Why is every Dream-Build-Play winner a 2D platformer with grass?

This week, Microsoft announced that Dream-Build-Play 2012 (DBP) is open for registration. The contest (now in its 6th episode) is a showcase of the year’s best of games that have been developed using their XNA game-creation-tools. I will of course be entering City Tuesday in it because the deadline is close enough that it really gives me the motivation to finish.

I took a look back at the past grand-prize winners and remarked at the uncanny similarities of all the games. Here is the list of ever grand prize winner with screenshots:

If you pay close attention, you might notice some similarities among the grand prize winners:
– Every single game has been a 2D platformer.
– Four of the five have featured an adorable lead character (Some may even consider James Silva’s Dishwasher a lovable gremlin).
– Four of the five have featured hyper-saturated cartoon graphics completely devoid of blood (again the dishwasher is the outlier).
– Similarly, three of the five have featured particularly verdant environments replete with green grass and blue skies. (The dishwasher does feature some grassy environments all-be-it desaturated).
– And, only one had any type of firearms (yup dishwasher again).

Yes yes I know there are only so many genres that a small, independent game developer can make in a year or two. However, XBLIG has had been known for its dual stick shooters, SHMUPS , RPGs , and Zombie games. Yet, not a single one of these genres has been featured in the grand prize. Heck even the second and third place winners of DBP show more diversity of what is in the service.

So why does Microsoft keep picking essentially the same type of game year after year? The dream-build-play (as if the name wasn’t clear enough) is a competition of wish
granting. It is trying to show the public how wonderful and great the games made by this community. This isn’t a chance to show some rough-around-the edges yet brilliant re-imagining of an over-done game convention. DBP is not supposed to be challenging your conceptions of what a game is.
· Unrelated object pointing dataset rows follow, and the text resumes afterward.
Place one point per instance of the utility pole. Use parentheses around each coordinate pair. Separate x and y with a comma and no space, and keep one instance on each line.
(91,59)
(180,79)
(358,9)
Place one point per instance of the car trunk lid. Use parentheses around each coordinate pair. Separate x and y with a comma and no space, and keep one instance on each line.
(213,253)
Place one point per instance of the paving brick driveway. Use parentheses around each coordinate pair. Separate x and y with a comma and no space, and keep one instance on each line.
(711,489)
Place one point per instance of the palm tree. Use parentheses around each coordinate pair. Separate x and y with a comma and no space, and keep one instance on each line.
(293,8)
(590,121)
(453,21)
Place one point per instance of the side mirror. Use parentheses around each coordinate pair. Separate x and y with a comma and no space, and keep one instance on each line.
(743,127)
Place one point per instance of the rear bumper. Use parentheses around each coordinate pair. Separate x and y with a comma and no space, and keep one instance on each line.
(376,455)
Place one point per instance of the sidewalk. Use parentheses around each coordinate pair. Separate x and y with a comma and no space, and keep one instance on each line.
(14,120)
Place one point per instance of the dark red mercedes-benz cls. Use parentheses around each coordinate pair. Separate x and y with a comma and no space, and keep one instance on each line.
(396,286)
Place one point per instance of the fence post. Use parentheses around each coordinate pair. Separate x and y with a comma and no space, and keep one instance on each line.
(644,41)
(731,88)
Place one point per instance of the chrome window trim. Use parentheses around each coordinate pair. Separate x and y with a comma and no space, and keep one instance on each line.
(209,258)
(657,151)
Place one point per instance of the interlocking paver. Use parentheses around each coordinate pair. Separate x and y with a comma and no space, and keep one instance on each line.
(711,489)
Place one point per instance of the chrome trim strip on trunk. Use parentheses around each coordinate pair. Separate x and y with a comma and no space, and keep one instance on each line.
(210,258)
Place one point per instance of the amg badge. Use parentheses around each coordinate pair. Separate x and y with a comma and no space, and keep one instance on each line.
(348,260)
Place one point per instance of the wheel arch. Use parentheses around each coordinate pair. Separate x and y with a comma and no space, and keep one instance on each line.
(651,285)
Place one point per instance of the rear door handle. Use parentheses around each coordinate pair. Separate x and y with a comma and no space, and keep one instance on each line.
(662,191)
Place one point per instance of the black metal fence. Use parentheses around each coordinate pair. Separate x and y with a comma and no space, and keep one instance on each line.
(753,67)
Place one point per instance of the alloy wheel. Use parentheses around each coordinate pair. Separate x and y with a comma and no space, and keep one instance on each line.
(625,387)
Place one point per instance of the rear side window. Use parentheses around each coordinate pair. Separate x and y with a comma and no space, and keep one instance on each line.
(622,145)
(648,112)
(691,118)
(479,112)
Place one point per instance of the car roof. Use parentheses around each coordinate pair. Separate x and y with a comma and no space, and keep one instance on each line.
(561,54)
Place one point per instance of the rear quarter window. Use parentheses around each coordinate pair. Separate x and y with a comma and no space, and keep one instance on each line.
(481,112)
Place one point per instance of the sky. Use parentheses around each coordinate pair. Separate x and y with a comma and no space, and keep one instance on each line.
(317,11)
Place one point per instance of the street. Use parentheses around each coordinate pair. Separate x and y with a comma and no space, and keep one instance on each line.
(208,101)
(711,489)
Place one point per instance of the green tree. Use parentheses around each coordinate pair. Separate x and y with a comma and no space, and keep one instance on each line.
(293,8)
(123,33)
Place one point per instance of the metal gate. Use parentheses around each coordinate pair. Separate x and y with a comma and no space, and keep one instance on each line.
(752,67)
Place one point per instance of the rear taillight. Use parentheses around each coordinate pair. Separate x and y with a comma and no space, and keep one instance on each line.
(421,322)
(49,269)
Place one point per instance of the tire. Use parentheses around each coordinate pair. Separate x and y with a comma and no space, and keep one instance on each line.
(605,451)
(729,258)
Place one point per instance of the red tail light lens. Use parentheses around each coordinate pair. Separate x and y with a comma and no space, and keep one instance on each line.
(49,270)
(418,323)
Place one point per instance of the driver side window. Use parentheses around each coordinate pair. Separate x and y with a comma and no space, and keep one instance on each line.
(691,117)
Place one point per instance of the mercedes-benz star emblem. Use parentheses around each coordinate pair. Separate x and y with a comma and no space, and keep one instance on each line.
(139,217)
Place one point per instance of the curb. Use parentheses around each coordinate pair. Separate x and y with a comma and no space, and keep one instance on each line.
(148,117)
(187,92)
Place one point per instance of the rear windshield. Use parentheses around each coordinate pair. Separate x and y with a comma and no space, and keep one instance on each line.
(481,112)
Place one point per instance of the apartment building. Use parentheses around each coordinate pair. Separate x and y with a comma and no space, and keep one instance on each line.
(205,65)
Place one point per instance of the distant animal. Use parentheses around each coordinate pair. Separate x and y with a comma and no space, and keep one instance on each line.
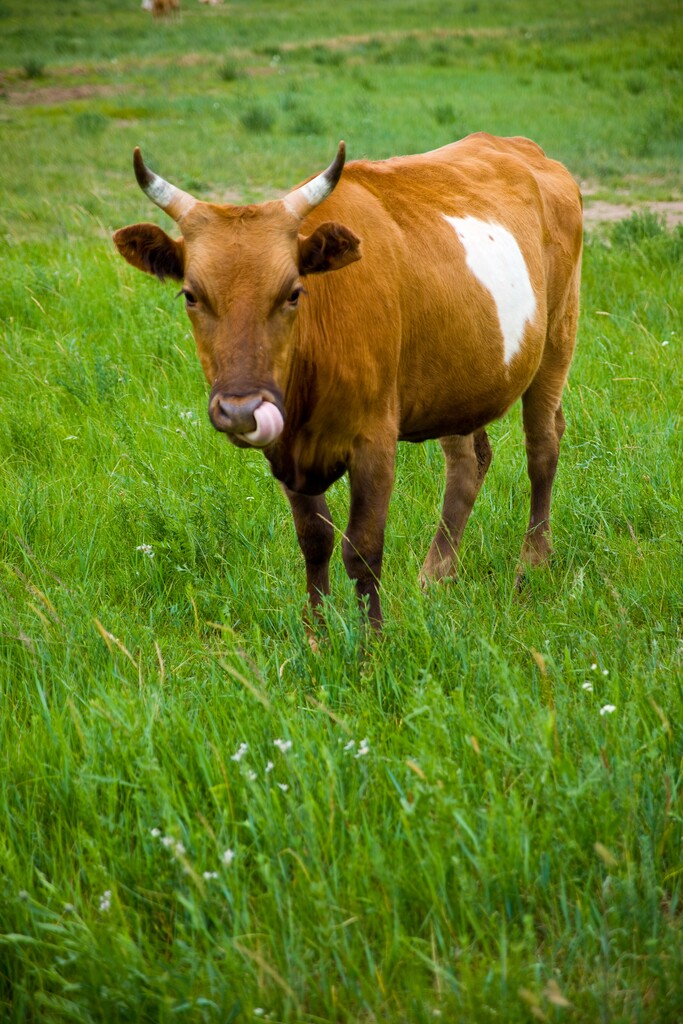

Instead, the games that win are beautiful even in a static screen shot. They control well and the animation is really smooth. The games are inoffensive and they are generally pleasing to the widest possible audience.

It is the easy-listening music of game making.

I am not trying to dismiss the games that won. Each one has the high-level of quality that I could only dream of getting my own game to.
However, I am tired of the same type of game winning every year.

The Dream-Build-Play competition reminds me of this really great segment on This American Life about two artists who hired a marketing research firm to poll people what they consider to be a beautiful painting. The leader of the project, Alex Melamind, found that the most widely pleasing painting would be a landscape with blue sky, wild animals, water, and mountains. You can see the painting here:

You can listen to the segment here.

Sound similar to the games that win?

I once asked the Microsoft community manager who the judges were for the Dream Build Play competition. Unfortunately they said it was a secret. I was trying to figure out if they maybe contracted with some of the more famous critics in the game industry. I would really like to see someone like Kotaku Editor-and-Chief Stephen Totillo (who in 2007 -same year as portal – picked Desktop Tower Defense for his game of the year).

I have a feeling the project leads of each of the departments that have a stake in the XBLIG community get a vote. My bet is that it is something like the project manager of XNA, the marketing director of Xbox Live, and Larry “Major Nelson” Hryb. So, if you are making a game that you hope will take the big prize, forget about making one that will redefine what people consider a game to be. Lose the abstract art. Ditch that wonderfully ironic and violent grind-house game. No bloody zombies. No bullets. Just grass, blue skies, cute animals, pretty animation.